多少恐々とだが、興味を持った目で亡霊を見つめるラビ。
流石ブックマンの弟子と言おうか。
探求心はこの世のものでない者にまで向くらしい。



「でもさ、話に聞くと幾つもの霊媒体が集まってお前なんだろ?皆の意志なんさ?それ」

「……ああ、ぞうだ」

「なんさその間。

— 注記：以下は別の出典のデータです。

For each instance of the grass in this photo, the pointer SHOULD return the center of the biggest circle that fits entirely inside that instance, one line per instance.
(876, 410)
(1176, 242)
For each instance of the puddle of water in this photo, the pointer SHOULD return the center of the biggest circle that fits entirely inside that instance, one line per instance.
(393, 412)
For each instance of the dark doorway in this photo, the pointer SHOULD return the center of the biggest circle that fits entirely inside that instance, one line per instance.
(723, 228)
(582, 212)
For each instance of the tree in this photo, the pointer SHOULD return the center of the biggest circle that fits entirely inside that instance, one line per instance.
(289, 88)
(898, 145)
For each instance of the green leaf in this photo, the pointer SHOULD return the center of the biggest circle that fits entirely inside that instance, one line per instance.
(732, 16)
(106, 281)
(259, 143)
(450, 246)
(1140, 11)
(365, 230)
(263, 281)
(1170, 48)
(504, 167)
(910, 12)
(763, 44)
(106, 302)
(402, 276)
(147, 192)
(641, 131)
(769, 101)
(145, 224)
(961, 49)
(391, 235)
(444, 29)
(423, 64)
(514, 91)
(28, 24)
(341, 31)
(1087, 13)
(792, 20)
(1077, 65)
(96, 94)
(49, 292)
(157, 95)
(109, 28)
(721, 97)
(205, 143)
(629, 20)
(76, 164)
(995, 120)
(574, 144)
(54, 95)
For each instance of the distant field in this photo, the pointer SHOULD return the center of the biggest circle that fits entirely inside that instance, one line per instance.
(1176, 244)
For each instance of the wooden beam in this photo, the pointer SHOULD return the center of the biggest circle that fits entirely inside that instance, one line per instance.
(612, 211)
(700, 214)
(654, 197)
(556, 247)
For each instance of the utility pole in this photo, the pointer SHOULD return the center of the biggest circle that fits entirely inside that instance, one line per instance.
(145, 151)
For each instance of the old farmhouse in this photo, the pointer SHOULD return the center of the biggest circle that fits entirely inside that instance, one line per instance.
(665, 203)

迷いでもあんの?」

「…ぞういう訳じゃない…ただ───」

「おい、二人共」



ラビと亡霊のやり取りを止めたのは、先頭を歩いていたリーバー。



「着いたぞ」



その目は眉を潜め、前方を見据えていた。



「グルルル…」

「…ハァアア…」



リーバー達が足を止めた廊下の数十メートル先。
其処は広い空間と相成っていた。
黒の教団の第一広場。
団員達が最も行き交う大きな広間は、昼間と変わらない人の多さで賑わっていた。

ただし全員が全員、涎を垂らし唸り声を漏らし、徘徊するように彷徨う姿でだが。



「やっぱりいたな…」

「ざっと見、二、三十人ってところさ。これが全員一般人ならやり易いけど…」

「エグゾジズトもいる」



亡霊の言葉に、リーバーとラビは顔を顰めた。
大方はち合わせる羽目にはなるだろうと思っていたが、アレンやミランダ達に混じり、元帥格であるクラウドやティエドールの姿までも見えた。



「やれるか、ラビ」

「やんなきゃなんねーだろ、どうせ」



いつもは腿に巻いている鉄槌のホルスターベルトを腰に巻いた姿で、ラビは苦い笑みを浮かべる。
やらないという選択肢はない。
やらねば殺られるだけだ。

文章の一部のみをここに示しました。